There were 72-40 inside-50s in the Crows’ favour and Adelaide had 102 more disposals. It was the most boring 100 point win I’ve ever witnessed.
For the Crows, Rory Atkins, Rory Sloane, Matt Crouch and Brad Crouch all had 30+ possessions which, on average, means Rory Crouch got a lot of the ball.
COLLINGWOOD (18.21.129) DEFEATED BRISBANE (13.6.84) BY 45 POINTS
Brisbane just aren’t very good. There’s no in depth analysis needed, no state-of-the-union address that needs to be declared from up on high, no crisis meetings that need to be held. They just need to keep playing until they’re better. Or until they don’t exist anymore. One of those two things.
Collingwood stays in touch with the top 8 and Nathan Buckley stays in touch with his personal car park and security clearance.
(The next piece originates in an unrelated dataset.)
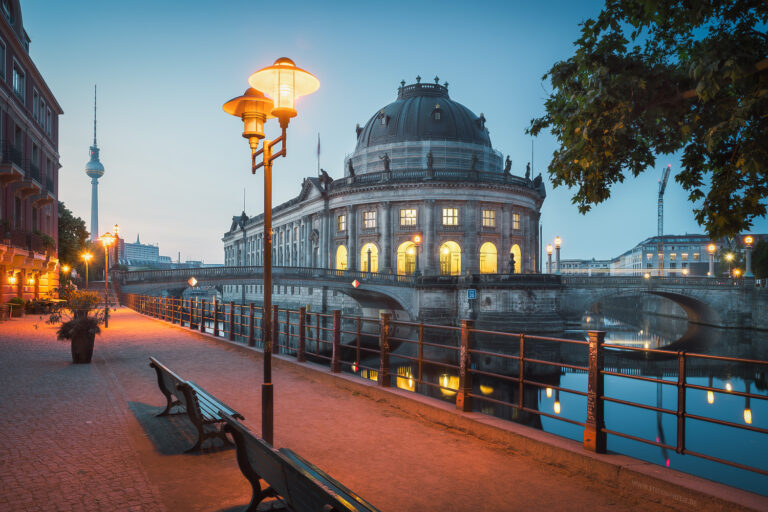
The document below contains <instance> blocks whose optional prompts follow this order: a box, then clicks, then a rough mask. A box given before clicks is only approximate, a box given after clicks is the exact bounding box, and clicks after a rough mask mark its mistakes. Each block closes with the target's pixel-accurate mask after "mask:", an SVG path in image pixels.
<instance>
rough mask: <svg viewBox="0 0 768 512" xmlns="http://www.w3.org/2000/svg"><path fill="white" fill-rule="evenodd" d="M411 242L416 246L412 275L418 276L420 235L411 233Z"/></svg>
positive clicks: (417, 276)
mask: <svg viewBox="0 0 768 512" xmlns="http://www.w3.org/2000/svg"><path fill="white" fill-rule="evenodd" d="M412 240H413V244H414V245H415V246H416V257H415V261H414V262H415V268H414V270H413V275H414V276H416V277H418V276H420V275H421V270H420V269H419V249H420V248H421V235H420V234H418V233H417V234H415V235H413V238H412Z"/></svg>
It’s remarkable that you could take the midfield stars of both these sides and they would be stars in any other side. Steele Sidebottom, Taylor Adams, Scott Pendlebury and Adam Treloar would displace a lot of the established midfields from higher placed sides, and Dayne Zorko, Tom Rockliff and Dayne Beams would be stars in any team. It’s just a shame that outside the midfield it’s a world of horror for both teams, like the centre square is the real world and outside its boundaries is the upside down world where nothing good can ever come.
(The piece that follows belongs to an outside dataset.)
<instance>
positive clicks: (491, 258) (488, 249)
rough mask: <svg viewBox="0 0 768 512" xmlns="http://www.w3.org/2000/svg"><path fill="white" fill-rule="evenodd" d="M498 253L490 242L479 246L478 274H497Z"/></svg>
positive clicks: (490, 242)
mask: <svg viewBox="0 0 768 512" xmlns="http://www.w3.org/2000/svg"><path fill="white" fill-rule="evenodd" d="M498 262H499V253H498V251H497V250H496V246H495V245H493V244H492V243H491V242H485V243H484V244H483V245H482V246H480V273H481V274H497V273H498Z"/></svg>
Even Eric Hipwood who is The Most Exciting Prospect In The World only had six disposals and kicked one goal, albeit a good one.
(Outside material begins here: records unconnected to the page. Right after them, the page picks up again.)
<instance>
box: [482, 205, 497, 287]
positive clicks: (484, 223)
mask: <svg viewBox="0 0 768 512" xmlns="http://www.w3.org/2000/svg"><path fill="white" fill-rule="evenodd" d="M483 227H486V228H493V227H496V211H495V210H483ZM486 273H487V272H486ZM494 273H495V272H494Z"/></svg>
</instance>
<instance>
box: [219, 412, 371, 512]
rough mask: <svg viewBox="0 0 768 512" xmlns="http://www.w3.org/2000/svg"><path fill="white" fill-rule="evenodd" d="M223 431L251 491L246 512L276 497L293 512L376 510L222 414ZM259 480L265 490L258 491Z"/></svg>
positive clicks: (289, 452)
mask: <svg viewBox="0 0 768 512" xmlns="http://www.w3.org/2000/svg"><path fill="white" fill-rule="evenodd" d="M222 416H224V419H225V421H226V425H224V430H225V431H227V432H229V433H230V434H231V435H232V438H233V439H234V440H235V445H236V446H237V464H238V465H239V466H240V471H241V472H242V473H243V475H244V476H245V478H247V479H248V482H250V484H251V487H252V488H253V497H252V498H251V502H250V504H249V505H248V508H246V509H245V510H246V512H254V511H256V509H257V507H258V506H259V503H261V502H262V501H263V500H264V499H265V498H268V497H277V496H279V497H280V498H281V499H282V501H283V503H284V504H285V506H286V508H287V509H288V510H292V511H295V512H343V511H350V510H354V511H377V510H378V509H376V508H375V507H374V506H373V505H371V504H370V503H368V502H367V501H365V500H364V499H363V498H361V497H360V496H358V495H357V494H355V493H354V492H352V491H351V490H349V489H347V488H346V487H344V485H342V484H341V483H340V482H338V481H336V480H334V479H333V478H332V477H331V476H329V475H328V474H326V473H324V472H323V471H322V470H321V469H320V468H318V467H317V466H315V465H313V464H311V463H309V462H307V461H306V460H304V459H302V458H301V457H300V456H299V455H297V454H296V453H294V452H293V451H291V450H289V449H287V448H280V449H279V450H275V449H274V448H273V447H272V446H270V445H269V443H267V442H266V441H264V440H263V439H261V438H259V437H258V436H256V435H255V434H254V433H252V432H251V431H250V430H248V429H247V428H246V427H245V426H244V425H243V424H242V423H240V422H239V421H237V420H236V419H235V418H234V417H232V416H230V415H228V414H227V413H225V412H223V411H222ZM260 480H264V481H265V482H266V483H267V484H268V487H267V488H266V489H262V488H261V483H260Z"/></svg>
“I thought we responded pretty well in the second quarter and for the most part after that, played the way that we wanted to play,” said Collingwood coach Nathan Buckley, after his side conceded the first two goals of the match. The way they want to play each week is ‘against the bottom team’.
NORTH MELBOURNE (17.11.113) DEFEATED CARLTON (15.6.96) BY 17 POINTS
Carlton have given North Melbourne a real fright, coming back from 45 points down to lead during the final quarter before two Mason Wood goals regained control for the Kangaroos and the four points.
Bryce Gibbs had 38 touches for the Blues, which is amazing considering everyone decided at the beginning of the season that he wouldn’t try.
"They're no pushover, Carlton. The opposition has to play well to beat them and if the opposition's off their game, they get done," said North Melbourne coach Brad Scott, accurately describing the situation in every elite professional sporting competition that can be applied to any team anywhere in the world.
No team this year is a pushover as results have proven but, realistically, the season has gone on long enough that we can be pretty comfortable knowing that neither of these teams are going to be big players in September. With that in mind, realistically, this review has gone on long enough that we can be pretty comfortable knowing that I have no interest and I’m going to move on.
GREATER WESTERN SYDNEY (14.14.98) DEFEATED WEST COAST (14.6.90) BY 8 POINTS
A thrilling finish that saw Toby Greene kick two late goals to prove that West Coast’s dominance is restricted to not only their home ground but also the year 2016.
The lead swapped hands eight times in the last quarter, like a man with an excited dog on a thin and unforgiving leash. Callan Ward had 33 touches for the Giants while the Eagles had Andrew Gaff at the top with 35. Lewis Jetta was a solid contributor with 28 touches and two goals.
Josh Kennedy’s leg exploded, which wasn’t good for the Eagles either.
GWS had 54 clearances to West Coast’s 31 which seems like a crazily lop-sided number, and it is, but if it weren’t for the final five minutes of play, West Coast could have still won with such a deficit which proves that statistics mean nothing, nothing means anything, life is meaningless and we’re all wasting our time.
"To lose the clearances by (21) and win contested possession … there were some good signs there I thought,” said Eagles coach Adam Simpson, unfazed by the futility of existence.